Colloquial Persian POS (CPPOS) Corpus: A Novel Corpus for Colloquial Persian Part of Speech Tagging
for: This paper is written for those interested in natural language processing and POS tagging in Persian, specifically for colloquial text in social network analysis.
methods: The paper introduces a novel corpus called “Colloquial Persian POS” (CPPOS), which includes formal and informal text collected from various social media platforms such as Telegram, Twitter, and Instagram. The corpus was manually annotated and verified by a team of linguistic experts, and a POS tagging guideline was defined for annotating the data.

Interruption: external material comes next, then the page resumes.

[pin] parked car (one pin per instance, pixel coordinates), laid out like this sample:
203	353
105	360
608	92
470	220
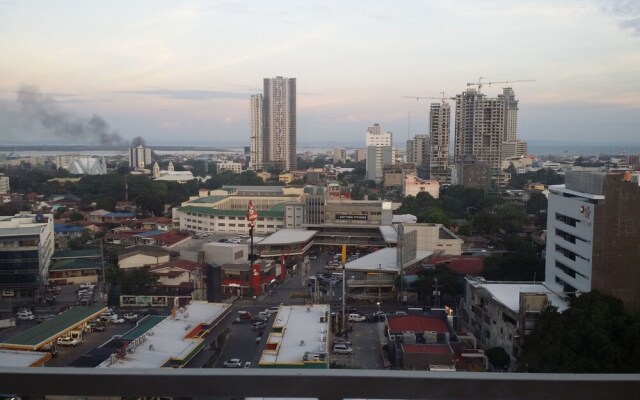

results: The paper evaluates the quality of CPPOS by training various deep learning models, such as the RNN family, on the constructed corpus. The results show that the model trained on CPPOS outperforms other existing Persian POS corpora and tools, achieving a 14% improvement over the previous dataset.Abstract
Introduction: Part-of-Speech (POS) Tagging, the process of classifying words into their respective parts of speech (e.g., verb or noun), is essential in various natural language processing applications. POS tagging is a crucial preprocessing task for applications like machine translation, question answering, sentiment analysis, etc. However, existing corpora for POS tagging in Persian mainly consist of formal texts, such as daily news and newspapers. As a result, smart POS tools, machine learning models, and deep learning models trained on these corpora may not perform optimally for processing colloquial text in social network analysis. Method: This paper introduces a novel corpus, "Colloquial Persian POS" (CPPOS), specifically designed to support colloquial Persian text. The corpus includes formal and informal text collected from various domains such as political, social, and commercial on Telegram, Twitter, and Instagram more than 520K labeled tokens. After collecting posts from these social platforms for one year, special preprocessing steps were conducted, including normalization, sentence tokenizing, and word tokenizing for social text. The tokens and sentences were then manually annotated and verified by a team of linguistic experts. This study also defines a POS tagging guideline for annotating the data and conducting the annotation process. Results: To evaluate the quality of CPPOS, various deep learning models, such as the RNN family, were trained using the constructed corpus. A comparison with another well-known Persian POS corpus named "Bijankhan" and the Persian Hazm POS tool trained on Bijankhan revealed that our model trained on CPPOS outperforms them. With the new corpus and the BiLSTM deep neural model, we achieved a 14% improvement over the previous dataset.
摘要
Introduction: 部件之分标记(POS)标注,将词语分类为它们的各种部件(如动词或名词),是自然语言处理应用中的重要预处理任务。POS标注是机器翻译、问答、情感分析等应用中的关键预处理任务。然而,现有的波斯语POS标注 corpora主要由正式文本组成,如日报和报纸。这导致了聪明POS工具、机器学习模型和深度学习模型在处理社交网络分析中的混乱文本时可能不具备最佳性能。方法:本文介绍了一个新的 corpora,名为“通用波斯语POS”(CPPOS),用于支持通用波斯语文本。该 corpora 包括了正式和非正式文本,从各种领域,如政治、社会和商业,收集自 Telegram、Twitter 和 Instagram 等社交平台上的大于520K个标注的字符。在收集一年的社交媒体文本后,我们进行了特殊的预处理步骤,包括Normalization、句子分割和词语分割。这些字符和句子 THEN 被一群语言专家 manually annotate 和验证。本研究还定义了POS标注指南,用于标注数据并进行标注过程。结果:为评估 CPPOS 的质量,我们使用constructed corpora trains 了多种深度学习模型,如 RNN 家族。与另一个已知的波斯语POS corpus名为“ Bijankhan” 和 Persian Hazm POS 工具在 Bijankhan 上训练而成的模型相比,我们的模型在 CPPOS 上训练的结果表明,我们的模型在 CPPOS 上训练的结果表明,我们的模型在 CPPOS 上训练的结果比之前的数据集提高了14%。